Torna la rubrica Lo sapevi che… dedicata alle curiosità dal mondo della nautica, tra aneddoti affascinanti e storie sorprendenti. Lo sapevi che il sale corrode le barche agendo in maniera diversa sui metalli? E poi quali doti non possiedono le conchiglie?
IL SALE CORRODE LE BARCHE IN MODO DIVERSO SU ALLUMINIO E ACCIAIO
Il sale marino accelera la corrosione delle barche, ma i materiali reagiscono in modo diverso. L’alluminio è protetto da uno strato di ossido, tuttavia gli ioni cloruro possono attaccarlo e provocare vaiolatura e corrosione galvanica. L’acciaio comune si degrada rapidamente in ambiente marino se non protetto. L’acciaio inox, grazie al cromo che forma uno strato passivante, offre una maggiore resistenza, soprattutto nelle qualità marine come l’AISI 316, anche se non è completamente immune alla corrosione in condizioni particolarmente aggressive o in caso di danni superficiali.

LE CONCHIGLIE NON “REGISTRANO” IL SUONO DEL MARE?
Molte persone credono che avvicinando una conchiglia all’orecchio si possa “sentire il mare”. In realtà, ciò che si percepisce non è il suono delle onde, ma un fenomeno di risonanza acustica. La conchiglia funziona come una piccola cavità che amplifica e filtra i suoni presenti nell’ambiente circostante. L’aria al suo interno vibra e risuona, selezionando determinate frequenze, soprattutto quelle più basse e continue. Questo effetto è simile a quello che si ottiene soffiando in una bottiglia vuota.
Il “rumore del mare” che ascoltiamo è una combinazione dei suoni ambientali: il sangue che scorre nel nostro orecchio, il rumore di fondo della stanza e le vibrazioni esterne. La struttura della conchiglia li modifica e li rende più omogenei, creando un suono simile a un fruscio o a un’onda lontana.
In ambienti molto silenziosi, l’effetto si riduce perché manca materiale sonoro da amplificare.
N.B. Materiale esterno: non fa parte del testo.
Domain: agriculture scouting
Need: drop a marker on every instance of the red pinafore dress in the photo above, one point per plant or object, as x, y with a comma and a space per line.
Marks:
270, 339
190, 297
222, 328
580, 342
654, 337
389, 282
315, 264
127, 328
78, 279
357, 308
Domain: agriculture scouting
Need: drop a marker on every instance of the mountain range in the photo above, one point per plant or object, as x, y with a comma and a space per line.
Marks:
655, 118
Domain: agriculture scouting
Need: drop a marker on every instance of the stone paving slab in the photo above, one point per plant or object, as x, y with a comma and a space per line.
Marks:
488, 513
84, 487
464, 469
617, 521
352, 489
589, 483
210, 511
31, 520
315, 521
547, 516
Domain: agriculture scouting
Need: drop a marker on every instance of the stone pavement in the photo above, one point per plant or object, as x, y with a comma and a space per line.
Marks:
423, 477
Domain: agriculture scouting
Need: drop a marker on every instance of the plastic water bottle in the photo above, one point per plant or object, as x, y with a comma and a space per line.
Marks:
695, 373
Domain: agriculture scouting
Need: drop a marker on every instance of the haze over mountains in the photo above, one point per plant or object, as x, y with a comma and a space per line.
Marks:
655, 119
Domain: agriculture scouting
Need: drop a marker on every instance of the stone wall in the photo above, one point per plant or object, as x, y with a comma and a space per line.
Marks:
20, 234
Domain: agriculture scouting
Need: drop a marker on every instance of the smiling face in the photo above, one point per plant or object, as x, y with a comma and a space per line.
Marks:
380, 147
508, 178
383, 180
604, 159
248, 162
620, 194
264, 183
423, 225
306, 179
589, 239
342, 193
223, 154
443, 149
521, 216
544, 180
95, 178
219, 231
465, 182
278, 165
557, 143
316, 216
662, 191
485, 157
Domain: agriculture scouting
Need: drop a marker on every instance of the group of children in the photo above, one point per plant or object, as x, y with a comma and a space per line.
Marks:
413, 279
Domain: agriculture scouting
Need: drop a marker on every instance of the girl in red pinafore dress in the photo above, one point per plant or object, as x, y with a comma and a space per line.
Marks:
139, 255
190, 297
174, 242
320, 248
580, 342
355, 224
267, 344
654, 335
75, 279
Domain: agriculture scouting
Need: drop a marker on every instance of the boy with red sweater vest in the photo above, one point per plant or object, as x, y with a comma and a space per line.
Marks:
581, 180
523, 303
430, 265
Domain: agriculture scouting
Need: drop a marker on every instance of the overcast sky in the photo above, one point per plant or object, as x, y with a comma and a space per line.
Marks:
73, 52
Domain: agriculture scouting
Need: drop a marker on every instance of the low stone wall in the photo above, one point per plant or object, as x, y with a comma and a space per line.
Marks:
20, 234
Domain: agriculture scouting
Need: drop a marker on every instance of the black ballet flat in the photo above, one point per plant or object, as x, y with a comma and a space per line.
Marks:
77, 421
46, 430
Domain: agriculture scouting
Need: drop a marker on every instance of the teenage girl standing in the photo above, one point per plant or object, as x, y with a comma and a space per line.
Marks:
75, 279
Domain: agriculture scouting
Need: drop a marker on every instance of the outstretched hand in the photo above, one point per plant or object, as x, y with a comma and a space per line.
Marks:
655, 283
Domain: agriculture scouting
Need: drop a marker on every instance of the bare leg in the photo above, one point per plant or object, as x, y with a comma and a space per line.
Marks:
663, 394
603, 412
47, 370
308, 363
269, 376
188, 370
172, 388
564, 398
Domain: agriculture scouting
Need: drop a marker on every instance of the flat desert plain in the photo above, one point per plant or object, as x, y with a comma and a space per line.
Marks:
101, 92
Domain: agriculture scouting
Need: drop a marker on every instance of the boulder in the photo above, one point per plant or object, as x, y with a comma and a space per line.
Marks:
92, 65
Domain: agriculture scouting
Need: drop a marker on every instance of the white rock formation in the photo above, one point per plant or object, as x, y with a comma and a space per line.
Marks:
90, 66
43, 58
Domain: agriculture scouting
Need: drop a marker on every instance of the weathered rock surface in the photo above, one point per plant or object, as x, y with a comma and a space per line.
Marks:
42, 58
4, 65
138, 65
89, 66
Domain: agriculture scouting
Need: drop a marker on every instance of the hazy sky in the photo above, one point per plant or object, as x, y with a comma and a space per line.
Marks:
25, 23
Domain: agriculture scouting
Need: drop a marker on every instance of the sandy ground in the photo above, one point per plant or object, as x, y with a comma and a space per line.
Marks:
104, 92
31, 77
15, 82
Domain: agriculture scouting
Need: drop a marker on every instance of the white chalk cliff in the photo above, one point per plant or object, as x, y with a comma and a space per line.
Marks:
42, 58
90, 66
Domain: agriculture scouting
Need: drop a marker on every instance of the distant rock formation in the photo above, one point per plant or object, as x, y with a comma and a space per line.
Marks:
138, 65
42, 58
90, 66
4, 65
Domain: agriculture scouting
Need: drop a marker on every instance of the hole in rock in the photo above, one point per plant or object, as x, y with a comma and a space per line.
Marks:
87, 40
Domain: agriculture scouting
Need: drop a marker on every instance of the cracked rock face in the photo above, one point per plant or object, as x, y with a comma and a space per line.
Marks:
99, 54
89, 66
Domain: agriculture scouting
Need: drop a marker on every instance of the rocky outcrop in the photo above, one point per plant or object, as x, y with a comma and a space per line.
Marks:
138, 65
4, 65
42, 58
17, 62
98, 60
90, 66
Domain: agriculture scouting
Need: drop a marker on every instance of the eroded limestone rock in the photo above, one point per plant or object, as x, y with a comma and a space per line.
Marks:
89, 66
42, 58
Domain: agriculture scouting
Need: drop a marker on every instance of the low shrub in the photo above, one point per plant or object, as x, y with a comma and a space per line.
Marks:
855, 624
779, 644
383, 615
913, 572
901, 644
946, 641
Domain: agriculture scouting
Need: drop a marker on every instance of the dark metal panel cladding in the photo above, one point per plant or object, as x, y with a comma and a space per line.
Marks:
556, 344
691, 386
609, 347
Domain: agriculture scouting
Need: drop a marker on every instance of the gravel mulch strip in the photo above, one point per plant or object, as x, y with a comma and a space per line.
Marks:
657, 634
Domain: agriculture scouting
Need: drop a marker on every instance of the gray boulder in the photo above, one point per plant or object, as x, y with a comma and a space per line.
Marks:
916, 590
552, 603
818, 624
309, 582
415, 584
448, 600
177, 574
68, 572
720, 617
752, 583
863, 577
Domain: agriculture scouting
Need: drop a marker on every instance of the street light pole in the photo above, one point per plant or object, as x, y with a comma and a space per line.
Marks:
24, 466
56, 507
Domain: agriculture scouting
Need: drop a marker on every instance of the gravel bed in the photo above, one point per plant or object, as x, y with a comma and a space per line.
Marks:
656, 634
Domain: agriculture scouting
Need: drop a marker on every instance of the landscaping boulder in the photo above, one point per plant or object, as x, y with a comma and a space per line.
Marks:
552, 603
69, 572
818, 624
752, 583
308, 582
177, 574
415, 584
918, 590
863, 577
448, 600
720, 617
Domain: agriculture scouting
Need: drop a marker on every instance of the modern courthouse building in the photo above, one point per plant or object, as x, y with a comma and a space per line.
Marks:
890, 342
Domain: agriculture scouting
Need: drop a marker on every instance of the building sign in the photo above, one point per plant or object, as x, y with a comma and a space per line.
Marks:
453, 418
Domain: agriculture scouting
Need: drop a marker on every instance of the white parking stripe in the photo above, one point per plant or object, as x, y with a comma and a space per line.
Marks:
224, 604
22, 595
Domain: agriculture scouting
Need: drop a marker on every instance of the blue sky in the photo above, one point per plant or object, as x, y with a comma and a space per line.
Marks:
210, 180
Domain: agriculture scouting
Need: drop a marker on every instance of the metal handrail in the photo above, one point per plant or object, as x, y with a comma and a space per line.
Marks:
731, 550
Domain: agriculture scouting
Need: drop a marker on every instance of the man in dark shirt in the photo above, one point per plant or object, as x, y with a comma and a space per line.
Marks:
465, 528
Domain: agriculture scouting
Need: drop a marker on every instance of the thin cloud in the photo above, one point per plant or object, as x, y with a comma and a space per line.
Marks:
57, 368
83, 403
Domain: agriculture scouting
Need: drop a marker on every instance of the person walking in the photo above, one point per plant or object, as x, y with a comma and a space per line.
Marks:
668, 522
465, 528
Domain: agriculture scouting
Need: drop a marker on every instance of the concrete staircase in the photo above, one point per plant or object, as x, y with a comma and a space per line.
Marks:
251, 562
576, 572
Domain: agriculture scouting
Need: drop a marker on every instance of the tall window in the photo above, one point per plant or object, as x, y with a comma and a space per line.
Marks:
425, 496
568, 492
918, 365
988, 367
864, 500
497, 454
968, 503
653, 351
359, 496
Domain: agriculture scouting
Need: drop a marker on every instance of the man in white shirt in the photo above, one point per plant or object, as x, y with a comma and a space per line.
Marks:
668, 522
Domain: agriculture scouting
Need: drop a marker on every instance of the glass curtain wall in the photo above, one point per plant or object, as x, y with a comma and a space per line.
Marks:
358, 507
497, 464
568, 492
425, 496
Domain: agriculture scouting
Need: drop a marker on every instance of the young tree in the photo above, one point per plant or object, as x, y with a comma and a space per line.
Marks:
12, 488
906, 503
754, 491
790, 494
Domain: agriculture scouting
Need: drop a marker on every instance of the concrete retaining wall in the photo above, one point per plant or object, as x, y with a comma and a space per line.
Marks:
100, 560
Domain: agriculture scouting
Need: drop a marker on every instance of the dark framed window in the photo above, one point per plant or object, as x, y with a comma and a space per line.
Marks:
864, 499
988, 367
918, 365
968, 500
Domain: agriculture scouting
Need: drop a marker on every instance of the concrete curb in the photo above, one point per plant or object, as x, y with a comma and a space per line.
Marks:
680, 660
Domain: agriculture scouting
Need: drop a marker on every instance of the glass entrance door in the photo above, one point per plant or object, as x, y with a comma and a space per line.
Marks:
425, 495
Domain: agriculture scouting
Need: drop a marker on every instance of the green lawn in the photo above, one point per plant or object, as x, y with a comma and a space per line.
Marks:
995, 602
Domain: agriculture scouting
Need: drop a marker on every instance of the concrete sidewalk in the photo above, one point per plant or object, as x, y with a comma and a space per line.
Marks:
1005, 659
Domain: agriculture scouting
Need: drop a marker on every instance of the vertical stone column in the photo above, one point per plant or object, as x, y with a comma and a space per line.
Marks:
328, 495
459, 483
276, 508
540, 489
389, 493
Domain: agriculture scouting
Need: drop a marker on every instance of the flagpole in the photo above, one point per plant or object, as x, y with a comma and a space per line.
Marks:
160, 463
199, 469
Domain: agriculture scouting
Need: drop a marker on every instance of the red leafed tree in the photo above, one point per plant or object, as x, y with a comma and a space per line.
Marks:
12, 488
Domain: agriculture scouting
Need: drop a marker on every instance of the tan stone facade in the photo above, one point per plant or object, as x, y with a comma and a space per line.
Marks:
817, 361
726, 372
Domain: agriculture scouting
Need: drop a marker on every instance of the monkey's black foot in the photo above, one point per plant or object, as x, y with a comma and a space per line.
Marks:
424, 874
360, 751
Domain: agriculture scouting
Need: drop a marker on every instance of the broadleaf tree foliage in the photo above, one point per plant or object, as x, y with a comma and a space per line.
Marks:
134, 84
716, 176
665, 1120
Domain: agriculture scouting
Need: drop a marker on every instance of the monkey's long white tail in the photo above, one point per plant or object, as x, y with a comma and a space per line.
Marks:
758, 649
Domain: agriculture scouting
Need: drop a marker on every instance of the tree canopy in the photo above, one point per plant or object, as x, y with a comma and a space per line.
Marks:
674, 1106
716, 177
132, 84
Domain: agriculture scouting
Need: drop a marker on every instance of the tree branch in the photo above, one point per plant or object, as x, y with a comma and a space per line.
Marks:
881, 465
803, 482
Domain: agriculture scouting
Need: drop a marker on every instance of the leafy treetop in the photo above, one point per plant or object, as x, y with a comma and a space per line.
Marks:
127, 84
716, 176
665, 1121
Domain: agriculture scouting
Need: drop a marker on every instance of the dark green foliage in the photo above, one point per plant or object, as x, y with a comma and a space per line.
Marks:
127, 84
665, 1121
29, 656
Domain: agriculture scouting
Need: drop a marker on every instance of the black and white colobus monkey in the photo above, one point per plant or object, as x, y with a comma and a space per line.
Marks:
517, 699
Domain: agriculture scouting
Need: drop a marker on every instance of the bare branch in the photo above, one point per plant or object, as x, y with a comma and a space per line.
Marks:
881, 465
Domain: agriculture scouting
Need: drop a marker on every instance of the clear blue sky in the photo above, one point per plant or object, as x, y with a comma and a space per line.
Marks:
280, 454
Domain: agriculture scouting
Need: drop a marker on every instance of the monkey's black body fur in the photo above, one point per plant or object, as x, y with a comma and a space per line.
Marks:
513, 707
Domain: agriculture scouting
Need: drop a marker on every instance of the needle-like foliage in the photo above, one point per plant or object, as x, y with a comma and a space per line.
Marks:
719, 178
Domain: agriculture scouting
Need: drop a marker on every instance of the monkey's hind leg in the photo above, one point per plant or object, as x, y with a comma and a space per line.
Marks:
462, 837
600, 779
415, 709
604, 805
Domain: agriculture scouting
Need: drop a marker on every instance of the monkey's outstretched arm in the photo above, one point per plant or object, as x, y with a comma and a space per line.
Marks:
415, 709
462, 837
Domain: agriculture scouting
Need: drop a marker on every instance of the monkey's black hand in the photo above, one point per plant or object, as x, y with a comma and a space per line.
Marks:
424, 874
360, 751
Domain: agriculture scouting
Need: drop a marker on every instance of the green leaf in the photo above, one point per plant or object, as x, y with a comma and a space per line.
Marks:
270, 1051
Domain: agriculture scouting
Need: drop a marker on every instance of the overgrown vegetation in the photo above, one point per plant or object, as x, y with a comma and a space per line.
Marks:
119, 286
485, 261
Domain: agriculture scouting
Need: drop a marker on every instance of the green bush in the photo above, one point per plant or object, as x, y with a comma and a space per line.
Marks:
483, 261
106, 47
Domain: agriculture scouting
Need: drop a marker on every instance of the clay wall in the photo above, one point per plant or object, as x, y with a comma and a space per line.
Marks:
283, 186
Al contrario, in luoghi rumorosi il suono diventa più evidente. Non è quindi il mare che “si sente” nella conchiglia, ma il nostro orecchio che interpreta un segnale acustico filtrato e lo trasforma in un ricordo sonoro del mare. Un’illusione affascinante che fonde fisica e percezione, attingendo a una memoria sensoriale legata all’esperienza del mare nell’immaginario umano fin dall’antichità.